The question appears at first to be clear. Should she promise “To obey”, or not? Recently, the choice has gone either way, equally. Those who deliberately excluded the “O” word felt it to be an anachronistic slur on their rightful independence. Those who changed the word “Obey” to “Respect” would also change the man’s promise from “Worship” to, “Cherish” and would thus join with the “Obeyers” in acknowledging an asymmetry in male and female needs. Those who declined the option (it’s now an option) would do so insisting that equality must prevail. Either both or neither should obey, but not one.
So here are my two questions. Firstly, were the original vows written by single men in an obsolete patriarchal society, in order to cement the subservience of women? Or have we lost sight of the beauty of humility in our blind acceptance of the modern cult of individuality. When somebody says in a 1940s movie, “I know my place”, we have lost any memory of what anyone might have meant by that.
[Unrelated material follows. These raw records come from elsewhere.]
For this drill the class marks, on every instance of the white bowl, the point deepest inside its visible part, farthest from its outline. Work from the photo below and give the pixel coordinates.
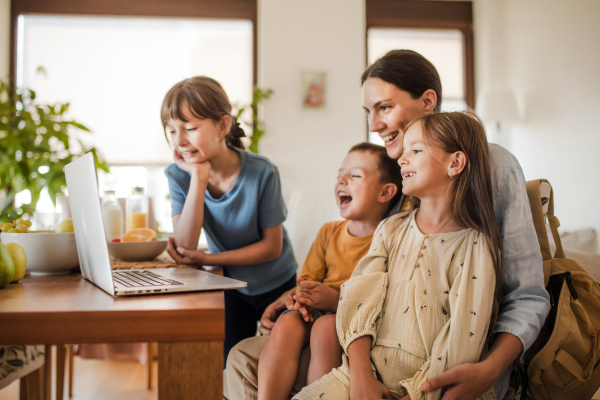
(137, 251)
(48, 253)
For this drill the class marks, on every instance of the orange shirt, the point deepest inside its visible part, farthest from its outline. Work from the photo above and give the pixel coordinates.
(334, 254)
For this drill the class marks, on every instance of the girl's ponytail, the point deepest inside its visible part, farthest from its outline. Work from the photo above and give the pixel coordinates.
(235, 135)
(205, 98)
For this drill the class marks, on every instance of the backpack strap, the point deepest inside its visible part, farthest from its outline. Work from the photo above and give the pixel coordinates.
(554, 224)
(537, 212)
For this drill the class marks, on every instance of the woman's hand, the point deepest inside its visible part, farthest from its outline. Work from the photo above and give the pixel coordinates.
(316, 296)
(201, 170)
(365, 387)
(184, 256)
(469, 381)
(267, 321)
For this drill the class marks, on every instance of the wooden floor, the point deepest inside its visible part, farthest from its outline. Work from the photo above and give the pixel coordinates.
(108, 380)
(102, 380)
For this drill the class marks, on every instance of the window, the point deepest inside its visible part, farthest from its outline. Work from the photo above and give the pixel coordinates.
(443, 47)
(442, 31)
(115, 72)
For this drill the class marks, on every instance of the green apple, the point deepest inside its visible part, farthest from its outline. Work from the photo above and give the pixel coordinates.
(17, 253)
(7, 267)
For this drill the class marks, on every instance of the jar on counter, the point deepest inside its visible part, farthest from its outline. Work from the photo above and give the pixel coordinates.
(112, 214)
(137, 210)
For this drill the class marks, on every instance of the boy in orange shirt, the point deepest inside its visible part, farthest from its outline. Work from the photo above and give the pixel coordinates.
(368, 185)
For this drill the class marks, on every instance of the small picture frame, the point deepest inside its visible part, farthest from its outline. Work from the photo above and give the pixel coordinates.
(313, 90)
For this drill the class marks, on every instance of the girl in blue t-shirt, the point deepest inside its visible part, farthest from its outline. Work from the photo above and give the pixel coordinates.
(234, 195)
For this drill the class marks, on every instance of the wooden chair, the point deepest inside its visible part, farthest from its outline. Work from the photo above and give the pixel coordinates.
(65, 357)
(32, 365)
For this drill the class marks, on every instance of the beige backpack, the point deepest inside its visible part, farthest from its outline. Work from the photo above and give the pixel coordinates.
(563, 363)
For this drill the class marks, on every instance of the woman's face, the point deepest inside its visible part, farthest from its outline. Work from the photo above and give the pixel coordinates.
(389, 110)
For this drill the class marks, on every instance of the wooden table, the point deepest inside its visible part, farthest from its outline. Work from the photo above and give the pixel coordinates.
(64, 309)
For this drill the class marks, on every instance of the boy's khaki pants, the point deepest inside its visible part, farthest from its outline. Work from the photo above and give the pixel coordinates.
(240, 377)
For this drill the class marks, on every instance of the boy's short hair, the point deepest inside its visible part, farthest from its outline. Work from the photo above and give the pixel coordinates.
(389, 170)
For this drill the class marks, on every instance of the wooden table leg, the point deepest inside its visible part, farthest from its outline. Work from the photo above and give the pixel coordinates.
(190, 371)
(61, 358)
(48, 373)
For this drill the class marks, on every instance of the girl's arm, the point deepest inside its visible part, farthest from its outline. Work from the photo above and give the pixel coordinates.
(469, 381)
(266, 249)
(187, 225)
(364, 384)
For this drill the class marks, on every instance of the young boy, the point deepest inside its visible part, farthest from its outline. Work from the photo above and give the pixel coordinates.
(368, 184)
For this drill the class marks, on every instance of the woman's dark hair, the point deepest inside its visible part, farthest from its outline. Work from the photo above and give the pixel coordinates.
(408, 71)
(205, 98)
(471, 196)
(389, 170)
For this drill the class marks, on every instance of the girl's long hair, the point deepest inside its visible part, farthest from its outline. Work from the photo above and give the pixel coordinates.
(471, 195)
(205, 98)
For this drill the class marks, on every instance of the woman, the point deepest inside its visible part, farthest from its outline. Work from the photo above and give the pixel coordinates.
(401, 86)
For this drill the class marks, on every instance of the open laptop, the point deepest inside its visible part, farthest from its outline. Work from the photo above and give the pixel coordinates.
(94, 260)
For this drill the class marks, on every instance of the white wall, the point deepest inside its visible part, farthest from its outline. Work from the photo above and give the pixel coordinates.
(311, 35)
(4, 38)
(546, 51)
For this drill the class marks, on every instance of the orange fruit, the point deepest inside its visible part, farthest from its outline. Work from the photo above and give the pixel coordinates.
(139, 235)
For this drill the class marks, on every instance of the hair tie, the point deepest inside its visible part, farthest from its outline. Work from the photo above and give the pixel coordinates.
(236, 130)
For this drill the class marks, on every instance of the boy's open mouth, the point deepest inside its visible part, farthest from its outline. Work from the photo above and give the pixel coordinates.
(345, 199)
(408, 175)
(390, 137)
(188, 153)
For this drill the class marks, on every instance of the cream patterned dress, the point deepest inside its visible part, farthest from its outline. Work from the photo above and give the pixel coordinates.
(426, 301)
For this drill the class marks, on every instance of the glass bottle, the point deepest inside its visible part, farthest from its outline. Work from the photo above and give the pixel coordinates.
(136, 215)
(112, 214)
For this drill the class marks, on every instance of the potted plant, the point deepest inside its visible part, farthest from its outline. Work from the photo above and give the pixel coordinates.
(256, 125)
(36, 142)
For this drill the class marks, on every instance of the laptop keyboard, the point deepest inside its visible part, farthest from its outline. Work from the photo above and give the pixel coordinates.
(142, 279)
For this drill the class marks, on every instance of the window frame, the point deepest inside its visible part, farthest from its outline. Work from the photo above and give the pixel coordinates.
(210, 9)
(430, 15)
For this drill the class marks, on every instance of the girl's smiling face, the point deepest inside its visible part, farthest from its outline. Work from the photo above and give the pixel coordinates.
(197, 140)
(424, 168)
(390, 109)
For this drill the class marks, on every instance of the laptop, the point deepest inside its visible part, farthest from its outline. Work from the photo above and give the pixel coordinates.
(92, 248)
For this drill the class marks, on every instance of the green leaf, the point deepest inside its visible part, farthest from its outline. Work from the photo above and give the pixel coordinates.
(79, 126)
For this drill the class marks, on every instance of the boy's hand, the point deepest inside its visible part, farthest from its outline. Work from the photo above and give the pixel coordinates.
(307, 312)
(316, 295)
(366, 387)
(267, 321)
(184, 256)
(200, 169)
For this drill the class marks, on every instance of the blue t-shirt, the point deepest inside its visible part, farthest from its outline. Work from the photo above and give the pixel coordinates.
(237, 219)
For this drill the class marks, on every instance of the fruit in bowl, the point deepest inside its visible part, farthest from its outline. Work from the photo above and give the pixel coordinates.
(137, 245)
(19, 225)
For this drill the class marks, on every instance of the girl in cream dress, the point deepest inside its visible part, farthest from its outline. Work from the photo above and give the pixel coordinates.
(424, 297)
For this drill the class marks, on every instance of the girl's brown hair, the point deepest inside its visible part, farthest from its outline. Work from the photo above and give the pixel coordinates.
(408, 71)
(205, 98)
(471, 196)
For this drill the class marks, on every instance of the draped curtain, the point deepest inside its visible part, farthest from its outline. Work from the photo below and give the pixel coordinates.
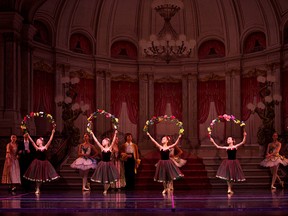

Secondly, what about this “Equality”. I do NOT mean equality of status. A plug and a socket have equal status in an electrical connection. But each has a complementary role; they are different. So, in a marriage, can we be equal, but different, and express our equal commitment to each others’ needs in complementary vows? Or on the other hand, does equality mean total equivalence of needs and demand totally identical expression of that commitment?
Some couples want both the tradition and the equality and so elect to both obey each other. I think that is missing out on the best of both approaches. One chap lucidly and succinctly questioned each approach with different questions, “Where’s my engagement ring?” and “Who’s going to protect me?”